The Corporate Media: Distracting Us From the Real Terrorists

Two weeks ago in Arizona, a disturbed man with a gun walked into a group of people attending a local political event organized by a congresswoman and began shooting. Six people were killed and fourteen were wounded in the rampage.

Since the shooting, the media has been exposing us to story after story about it. Many of them have focused on the shooter, Jared Loughner. As always with these kinds of stories, we are forced to listen to journalists debate their usual list of hysterical questions: Why did Loughner do it? Where did he buy his gun? Is it only a matter of time until we see another “Arizona”? Is the Arizona shooter a “terrorist”? We seem to hear the same stories and stupid questions from the media every time there is some sensational act of violence in the world.

But as awful as these individual acts of sensational violence are, they don’t compare to the everyday terror that doesn’t make the news headlines: the violence inflicted on millions by banks and corporations.

Currently, more than 25 million people in the United States are either unemployed or working part-time when they prefer to be working full-time. And many of those unemployed have been so for months, in some cases years. The number of people who have been unemployed 99 weeks or longer is more than 2 million.

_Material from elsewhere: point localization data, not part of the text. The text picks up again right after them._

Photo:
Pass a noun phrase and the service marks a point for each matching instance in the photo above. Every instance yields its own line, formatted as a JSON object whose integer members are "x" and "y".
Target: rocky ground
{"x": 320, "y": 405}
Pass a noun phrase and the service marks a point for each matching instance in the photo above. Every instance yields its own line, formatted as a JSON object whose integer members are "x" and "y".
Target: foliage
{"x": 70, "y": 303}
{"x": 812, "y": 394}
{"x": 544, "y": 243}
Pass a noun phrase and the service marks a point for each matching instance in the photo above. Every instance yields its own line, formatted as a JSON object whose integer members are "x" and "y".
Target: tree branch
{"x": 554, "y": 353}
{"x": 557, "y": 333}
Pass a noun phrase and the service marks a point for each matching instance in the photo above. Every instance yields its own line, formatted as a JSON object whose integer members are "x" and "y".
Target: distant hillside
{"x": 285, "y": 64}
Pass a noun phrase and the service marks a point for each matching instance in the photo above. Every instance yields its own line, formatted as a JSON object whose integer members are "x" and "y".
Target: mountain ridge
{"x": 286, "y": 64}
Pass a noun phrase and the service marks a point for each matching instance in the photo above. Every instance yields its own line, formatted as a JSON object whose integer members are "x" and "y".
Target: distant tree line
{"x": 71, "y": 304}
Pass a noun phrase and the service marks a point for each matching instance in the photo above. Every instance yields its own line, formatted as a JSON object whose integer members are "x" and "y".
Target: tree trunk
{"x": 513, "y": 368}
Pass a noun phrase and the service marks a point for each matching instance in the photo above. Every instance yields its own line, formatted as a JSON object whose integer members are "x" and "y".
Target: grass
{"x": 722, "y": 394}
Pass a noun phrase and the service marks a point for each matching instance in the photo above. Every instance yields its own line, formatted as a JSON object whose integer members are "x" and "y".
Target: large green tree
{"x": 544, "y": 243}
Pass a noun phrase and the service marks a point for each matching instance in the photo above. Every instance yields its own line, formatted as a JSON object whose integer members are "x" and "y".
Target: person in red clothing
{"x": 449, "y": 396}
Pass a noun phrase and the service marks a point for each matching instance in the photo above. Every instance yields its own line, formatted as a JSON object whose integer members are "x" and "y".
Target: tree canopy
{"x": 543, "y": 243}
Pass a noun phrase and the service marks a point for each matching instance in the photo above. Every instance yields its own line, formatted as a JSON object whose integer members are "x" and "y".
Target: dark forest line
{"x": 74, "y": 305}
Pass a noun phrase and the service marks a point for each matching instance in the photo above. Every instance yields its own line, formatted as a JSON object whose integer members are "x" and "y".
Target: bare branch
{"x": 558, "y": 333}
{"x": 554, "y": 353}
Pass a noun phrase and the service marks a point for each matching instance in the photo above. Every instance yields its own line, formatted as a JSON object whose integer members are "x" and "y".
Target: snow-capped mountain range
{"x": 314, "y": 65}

And why are so many people forced to suffer through this daily terror of not knowing when, or if, they will ever find a job? Simply because it wouldn’t be profitable for corporations to hire them.

Many of those unemployed have also been kicked out of their homes by banks who are only interested in whether someone pays their mortgage-not whether a family is now terrified about where they will sleep. Since the beginning of the economic crisis, more than three million homes have been repossessed by banks. And for the millions of families who are under the threat of foreclosure, the terrorists are planning another attack in the coming years: in 2011 alone, the banks are predicting that they will repossess more than 1.2 million homes. By 2013, the total number of homes repossessed is predicted to be six million.

As a result of these attacks by corporations and banks, more than 43 million people in the US are now living in poverty-the highest number ever recorded. This increasing poverty is reflected in the record numbers of people who are struggling just to find enough food to eat. In California alone, more than 11 million people live in households where people don’t have enough to eat or have to worry where each meal will come from. Because their growth and development depends on getting proper nutrition, this kind of food insecurity hits young children especially hard. Throughout the country, food banks have been reporting shortages of food due to increases in demand.

But things are great for the banks and corporations. Their attacks have wreaked havoc on millions, but have made them billions in profits. Recently, corporations announced that their last quarter was the most profitable ever. And just last week Goldman Sachs announced it will be paying out more than $15 billion just in bonuses, most of it going to high-level executives.

But the message we hear from the news media day-in and day-out is that we should focus our anger elsewhere or be afraid of crazy individuals lurking around the corner. They tell us we should be mad at the public worker who has a pension. That we should be mad at the undocumented immigrant. That we should be afraid of the “terrorist” who wants to ride our airplane. And on and on.

It is not a surprise that the media do this rather than report on the real terrorism inflicted by banks and corporations.  After all, that’s who owns them. But we shouldn’t let them tell us who to be mad at. And we can’t let them distract us from the real story: that it is their system that really terrorizes people. That it is the actions of banks and corporations that is the biggest threat to our well-being and the well-being of the planet. And that we have the collective power to put an end to it.